Орден женщин-масонок побеждал даже в Шарантоне. Для господина Бланшара это было очевидно. Он решил, что будет благоразумно дать пройти грозе, которую вызвал он сам.
Но через некоторое время с господином Бланшаром произошло такое неимоверное чудо, что наше перо, опытное в исследованиях всякого рода, отказывается описать это чудо подробно. Быть может, лучше всего взять быка за рога и сказать попросту: мало-помалу господин Бланшар привык к Шарантону. После того, как он обдумал все планы побега, после того, как он решил соорудить веревочную лестницу из простыни и прорыть подземный ход с помощью гвоздя, странное чувство возникло у него в душе. В одно прекрасное утро он понял, что чувствует себя превосходно, что воздух кантона бесконечно ему нравится, что в Клубе он скучал гораздо больше и что Шарантон гораздо лучше, чем О'Бонн или даже флорентийская вилла.

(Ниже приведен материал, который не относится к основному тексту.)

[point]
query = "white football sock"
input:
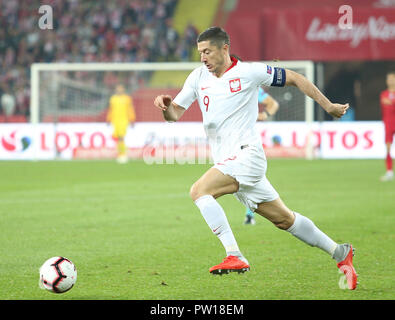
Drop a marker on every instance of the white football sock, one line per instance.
(216, 219)
(305, 230)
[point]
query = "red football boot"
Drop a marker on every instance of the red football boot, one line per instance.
(347, 268)
(230, 264)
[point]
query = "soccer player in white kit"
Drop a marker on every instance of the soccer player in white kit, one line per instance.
(227, 92)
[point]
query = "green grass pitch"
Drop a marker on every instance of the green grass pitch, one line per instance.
(133, 232)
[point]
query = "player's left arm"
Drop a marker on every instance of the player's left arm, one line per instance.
(270, 109)
(293, 78)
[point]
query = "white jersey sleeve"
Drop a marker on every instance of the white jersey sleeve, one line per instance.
(188, 93)
(267, 75)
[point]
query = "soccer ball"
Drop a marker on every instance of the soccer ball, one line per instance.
(57, 275)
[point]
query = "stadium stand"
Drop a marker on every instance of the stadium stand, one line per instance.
(84, 31)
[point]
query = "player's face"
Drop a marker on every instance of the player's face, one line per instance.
(212, 56)
(391, 81)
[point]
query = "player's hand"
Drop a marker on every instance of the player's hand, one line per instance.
(163, 102)
(386, 101)
(337, 110)
(262, 116)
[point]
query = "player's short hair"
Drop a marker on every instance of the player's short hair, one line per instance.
(215, 35)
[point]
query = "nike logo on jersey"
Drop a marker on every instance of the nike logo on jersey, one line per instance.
(235, 85)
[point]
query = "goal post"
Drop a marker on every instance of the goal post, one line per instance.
(80, 92)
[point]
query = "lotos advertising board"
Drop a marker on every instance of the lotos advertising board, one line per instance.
(161, 142)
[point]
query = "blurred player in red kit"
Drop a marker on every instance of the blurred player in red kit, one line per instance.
(387, 101)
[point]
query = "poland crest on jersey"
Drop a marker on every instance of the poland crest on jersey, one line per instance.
(235, 85)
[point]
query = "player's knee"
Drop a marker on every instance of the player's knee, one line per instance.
(285, 222)
(194, 192)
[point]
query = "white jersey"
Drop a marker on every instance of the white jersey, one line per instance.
(229, 104)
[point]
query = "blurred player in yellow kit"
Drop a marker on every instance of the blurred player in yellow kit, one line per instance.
(121, 113)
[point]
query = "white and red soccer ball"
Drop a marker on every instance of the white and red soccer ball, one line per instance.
(58, 275)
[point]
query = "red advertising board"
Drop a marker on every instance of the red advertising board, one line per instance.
(314, 32)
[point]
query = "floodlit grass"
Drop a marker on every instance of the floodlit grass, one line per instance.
(133, 232)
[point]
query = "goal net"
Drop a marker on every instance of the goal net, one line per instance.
(78, 93)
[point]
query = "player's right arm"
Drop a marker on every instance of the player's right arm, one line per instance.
(303, 84)
(171, 111)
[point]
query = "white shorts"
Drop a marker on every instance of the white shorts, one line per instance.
(248, 167)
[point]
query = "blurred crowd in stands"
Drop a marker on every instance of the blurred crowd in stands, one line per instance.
(83, 31)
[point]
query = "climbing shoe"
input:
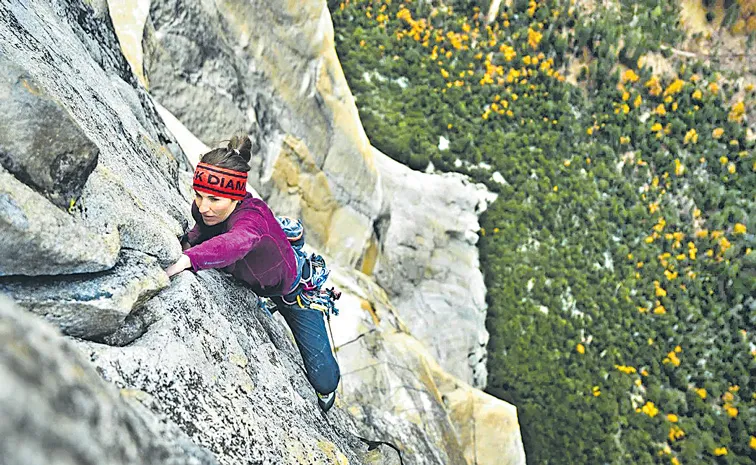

Однообразие, которого он так страшился, не коснулось его в этом доме, где душевная и физическая жизнь состояла из сплошных перемен. Не проходило и часу без того, чтобы кто-нибудь из пансионеров не рассказал ему какого-то эпизода, достойного интереса с любой точки зрения, или не задал ему вопроса, философскую суть которого оставалось только увидеть под непривычной формой. Ум господина Бланшара мало-помалу пополнился новыми мыслями, разложенными, если можно так выразиться, по ящичкам, а в этих ящичках со временем возникли новые мысли, непостижимые для всех, кроме его самого. Особого рода спиритуализм завладел им незаметно для него самого и постепенно стал для него единственной возможностью счастливого существования. Где еще встретил бы этот одержимый наблюдатель столь разнообразные предметы изучения, столь неисчерпаемые источники? Между миром и Шарантоном он замечал одну-единственную разницу, и разница эта всецело была в пользу последнего: она заключалась в том, что здесь пороки и недостатки, по крайней мере, не скрывались, они почти гордо отвергали разум, который их сдерживал.